Savoir cela, le sentir jusqu'à l'évidence, et apprendre que les Prussiens vont peut-être bombarder Paris! Ils ont, dit-on, démasqué des batteries sur l'enceinte—avec pertes considérables, dit succinctement la dépêche. Pertes pour qui?
31 décembre 1870.
Toujours froid glacial. Nous sommes surpris par la visite de notre ami Sigismond avec son fils. Ils n'ont pas plus d'illusions que nous, et nous nous quittons en disant:
—Tout est perdu!
A minuit, j'embrasse mes enfants. Nous sommes encore vivants, encore ensemble. L'exécrable année est finie; mais, selon toute apparence, nous entrons dans une pire.
Il est pourtant impossible que tant de malheur ne nous laisse pas quelque profit moral. Pour mon compte, je sens que mon esprit a fait un immense voyage. J'ignore encore ce qu'il y aura gagné; mais je ne crois pas qu'il y ait perdu absolument son temps. Il a été obligé de faire de grands efforts pour se déprendre de certaines ardeurs d'espérance; il en a eu de plus grands encore à faire pour conserver des croyances dont l'application était un cruel démenti à la vérité. Il n'érigera point en système à son usage ce qu'il a senti se dégager de vrai au milieu de ses angoisses. Il voyagera au jour le jour, comme il a toujours fait. Il regardera toujours avidement, peut-être verra-t-il mieux.
Il m'en a coûté des larmes, je l'avoue, pour reconnaître que, dans cet élan républicain qui nous avait enivrés, il n'y avait pas assez d'éléments d'ordre et de force. Il eût fallu le savoir, consentir à se juger soi-même et demander la paix avec moins de confiance dans la guerre. L'erreur funeste a été de croire que notre courage et notre dévouement suffiraient là où il fallait le sens profond de la vie pratique. Nous ne l'avons pas eu, le gouvernement de Paris n'a pas pu diriger la France; ses délégués ne l'ont pas su. La France est devenue la proie de spéculations monstrueuses en même temps que l'armée en est la victime. Toute la science politique consistait à distinguer, entre tant de dévouements qui s'offraient, les boucs d'avec les brebis. Ceci dépassait les forces de deux vieillards,—hommes d'honneur à coup sûr, mais débordés et abusés dès les premiers jours,—et celles d'un jeune homme sans expérience de la vie politique et sans sagesse suffisante pour se méfier de lui-même.

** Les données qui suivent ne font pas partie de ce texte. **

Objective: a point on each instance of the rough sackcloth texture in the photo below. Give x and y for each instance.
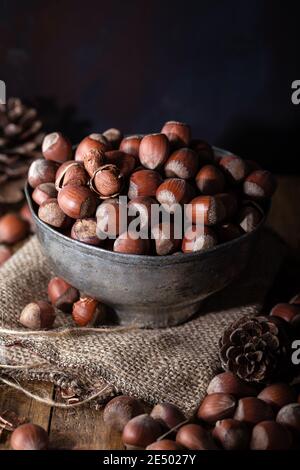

Tout serait pardonnable et déjà pardonné, malgré ce qu'il nous en coûte, si la résolution de n'en pas appeler à la France n'avait prévalu. Il s'est produit sourdement et il se produit aujourd'hui ouvertement une résistance à notre consentement qui nous autorise à de suprêmes exigences. Nous voulons qu'on s'avoue incapable ou qu'on nous sauve. Nous continuons nos sacrifices, nous étouffons nos indignations contre une multitude d'infamies autorisées ou tolérées, nous engageons le peuple à attendre, à subir, à espérer encore; mais tout empire, et le ton du parti qui s'impose devient rogue et menaçant.
C'est le commencement d'une fin misérable dont nous payerons le dommage. La délégation dictatoriale va finir comme a fini celle de l'Empire. La vraie république sauvera-t-elle son principe à travers ce cataclysme?—Je le sauve dans ma conscience et dans mon âme; mais je ne puis répondre que de moi.